Perception of a visual object can be impaired when there are other objects nearby in the visual field (e.g., Bouma,
1970; Strasburger, Harvey, & Rentschler,
1991). This is known as the crowding effect. In the fovea, only a small crowding effect is usually observed. In the periphery, the spatial extent of crowding is approximately proportional to the eccentricity of the target object and reaches 0.5
E (
E—eccentricity of target) (Bouma,
1970; Toet & Levi,
1992). It seems that detection of simple visual features is very little affected by crowding (Andriessen & Bouma,
1976; Levi, Hariharan, & Klein,
2002; Pelli, Palomares, & Majaj,
2004), and the main mechanism of adverse interaction must therefore be located at some level after feature detection.
The exact nature of crowding, in a computational sense, is not clear. Theoretical models of crowding are based on an interaction between feature detectors (e.g., Bjork & Murray,
1977; Wolford & Chambers,
1984), or on pooling (integration) the signals of feature detectors over some larger area (e.g., Parkes, Lund, Angelucci, Solomon, & Morgan,
2001; Pelli et al.,
2004). Intriligator and Cavanagh (
2001) have argued that crowding is an effect of insufficient spatial resolution of attention which is limited by the large size of the receptive fields at some higher level of visual processing.

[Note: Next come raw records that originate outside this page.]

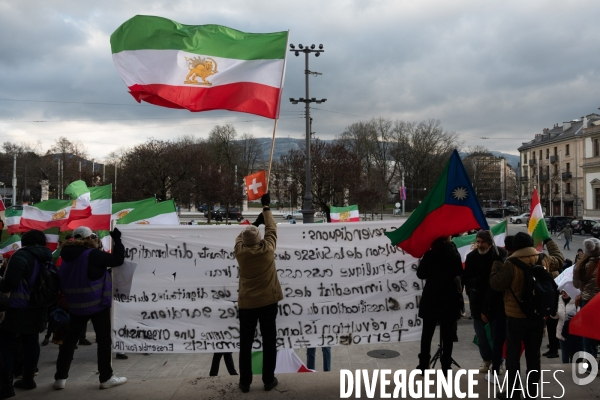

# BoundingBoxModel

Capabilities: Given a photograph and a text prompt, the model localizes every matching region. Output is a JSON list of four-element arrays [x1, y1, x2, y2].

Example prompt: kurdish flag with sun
[[385, 150, 489, 258], [110, 15, 289, 118], [527, 188, 550, 251]]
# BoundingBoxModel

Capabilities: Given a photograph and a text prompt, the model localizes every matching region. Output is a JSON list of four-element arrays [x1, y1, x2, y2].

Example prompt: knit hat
[[242, 225, 261, 246], [513, 232, 533, 251], [73, 226, 94, 239], [583, 238, 600, 257], [475, 230, 494, 245]]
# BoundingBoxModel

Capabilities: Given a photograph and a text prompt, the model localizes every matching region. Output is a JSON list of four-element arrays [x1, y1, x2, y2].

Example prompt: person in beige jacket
[[234, 194, 283, 393]]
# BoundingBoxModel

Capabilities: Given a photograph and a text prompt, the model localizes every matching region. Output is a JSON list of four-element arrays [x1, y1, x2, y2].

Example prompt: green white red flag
[[117, 200, 179, 225], [0, 235, 21, 258], [452, 220, 506, 265], [4, 208, 27, 235], [329, 204, 360, 222], [44, 227, 60, 251], [63, 185, 112, 231], [110, 15, 289, 118], [527, 189, 550, 251], [252, 349, 315, 375], [111, 197, 156, 220], [20, 199, 73, 231], [65, 180, 92, 221]]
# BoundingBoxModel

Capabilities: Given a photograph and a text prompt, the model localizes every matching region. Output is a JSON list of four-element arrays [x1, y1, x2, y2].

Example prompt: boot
[[417, 353, 431, 375], [0, 373, 15, 399], [14, 368, 37, 390]]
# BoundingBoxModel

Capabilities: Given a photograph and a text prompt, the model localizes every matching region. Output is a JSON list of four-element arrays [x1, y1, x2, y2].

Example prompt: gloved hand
[[252, 213, 265, 228], [110, 227, 121, 241], [260, 193, 271, 207]]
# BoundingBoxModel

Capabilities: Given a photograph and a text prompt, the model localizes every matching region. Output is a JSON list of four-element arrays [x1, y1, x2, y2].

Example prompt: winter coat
[[0, 246, 52, 334], [573, 256, 600, 301], [462, 248, 506, 319], [552, 296, 577, 340], [233, 210, 283, 309], [60, 238, 125, 281], [490, 239, 565, 318], [417, 242, 463, 321]]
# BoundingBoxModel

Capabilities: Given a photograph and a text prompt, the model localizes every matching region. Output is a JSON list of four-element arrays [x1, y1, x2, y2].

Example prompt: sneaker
[[479, 360, 492, 374], [265, 378, 279, 392], [100, 375, 127, 389], [54, 379, 67, 390], [238, 383, 250, 393]]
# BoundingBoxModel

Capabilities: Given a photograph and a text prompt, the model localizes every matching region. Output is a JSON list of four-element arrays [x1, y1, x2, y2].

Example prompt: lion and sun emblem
[[183, 57, 219, 86]]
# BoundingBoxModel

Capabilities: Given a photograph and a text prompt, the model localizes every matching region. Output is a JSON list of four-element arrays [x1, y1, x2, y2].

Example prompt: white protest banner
[[113, 221, 424, 353]]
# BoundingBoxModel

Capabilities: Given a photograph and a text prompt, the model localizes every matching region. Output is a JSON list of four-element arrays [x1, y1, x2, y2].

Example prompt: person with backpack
[[573, 238, 600, 366], [54, 226, 127, 390], [490, 232, 564, 399], [0, 229, 52, 399]]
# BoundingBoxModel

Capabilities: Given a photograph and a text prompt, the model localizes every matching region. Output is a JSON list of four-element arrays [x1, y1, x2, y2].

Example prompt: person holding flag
[[490, 231, 565, 398], [233, 193, 283, 393]]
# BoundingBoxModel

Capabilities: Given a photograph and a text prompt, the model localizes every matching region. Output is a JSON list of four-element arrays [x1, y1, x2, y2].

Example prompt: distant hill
[[258, 138, 520, 171]]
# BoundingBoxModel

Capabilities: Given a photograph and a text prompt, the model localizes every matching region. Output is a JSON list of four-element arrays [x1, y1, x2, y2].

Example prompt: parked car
[[509, 213, 529, 224], [592, 223, 600, 239], [484, 210, 504, 218], [571, 219, 598, 235]]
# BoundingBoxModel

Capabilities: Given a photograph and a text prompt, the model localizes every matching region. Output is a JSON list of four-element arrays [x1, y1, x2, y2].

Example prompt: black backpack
[[23, 247, 60, 307], [509, 254, 558, 318]]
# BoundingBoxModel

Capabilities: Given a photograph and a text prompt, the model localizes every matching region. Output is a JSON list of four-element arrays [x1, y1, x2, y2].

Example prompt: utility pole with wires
[[290, 44, 327, 224]]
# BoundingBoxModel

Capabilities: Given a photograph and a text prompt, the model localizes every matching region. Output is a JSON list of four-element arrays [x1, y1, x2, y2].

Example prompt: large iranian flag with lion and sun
[[110, 15, 288, 118]]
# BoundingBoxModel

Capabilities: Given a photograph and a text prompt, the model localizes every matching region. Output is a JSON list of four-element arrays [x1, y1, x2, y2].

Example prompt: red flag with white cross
[[244, 171, 267, 200]]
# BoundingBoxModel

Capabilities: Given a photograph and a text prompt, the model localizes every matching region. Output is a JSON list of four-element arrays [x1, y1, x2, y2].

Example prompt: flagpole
[[265, 29, 290, 193]]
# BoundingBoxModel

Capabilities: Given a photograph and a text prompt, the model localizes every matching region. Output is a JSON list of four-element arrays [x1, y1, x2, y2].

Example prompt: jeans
[[557, 338, 572, 364], [421, 319, 454, 369], [492, 310, 506, 372], [239, 303, 277, 386], [54, 307, 113, 383], [306, 347, 331, 372], [473, 318, 494, 361], [208, 353, 237, 376], [581, 300, 598, 358], [546, 317, 559, 353], [0, 331, 40, 378], [506, 316, 544, 398]]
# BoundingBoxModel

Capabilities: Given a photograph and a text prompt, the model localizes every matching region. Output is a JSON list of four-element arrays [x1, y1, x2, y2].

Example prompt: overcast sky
[[0, 0, 600, 159]]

Several authors have suggested that some sort of positional noise may account for the crowding effects (Neri & Levi,
2006; Wolford,
1975). According to this account, visual features are incorrectly localized, or can migrate to incorrect locations, thereby producing errors of object perception. Simple pooling models assume a full loss of positional information within a certain field of integration. Parkes et al. (
2001) found that orientation discrimination thresholds in crowding conditions could be accounted for by a simple averaging of feature (orientation) values over a certain region. With similar stimuli, Baldassi, Megna, and Burr (
2006) obtained results that were not consistent with averaging and suggested that some other (non-linear) combination rule had to be used to model their data. Anyway, it is not clear how to extend these simple pooling rules to more complex stimuli with a number of features.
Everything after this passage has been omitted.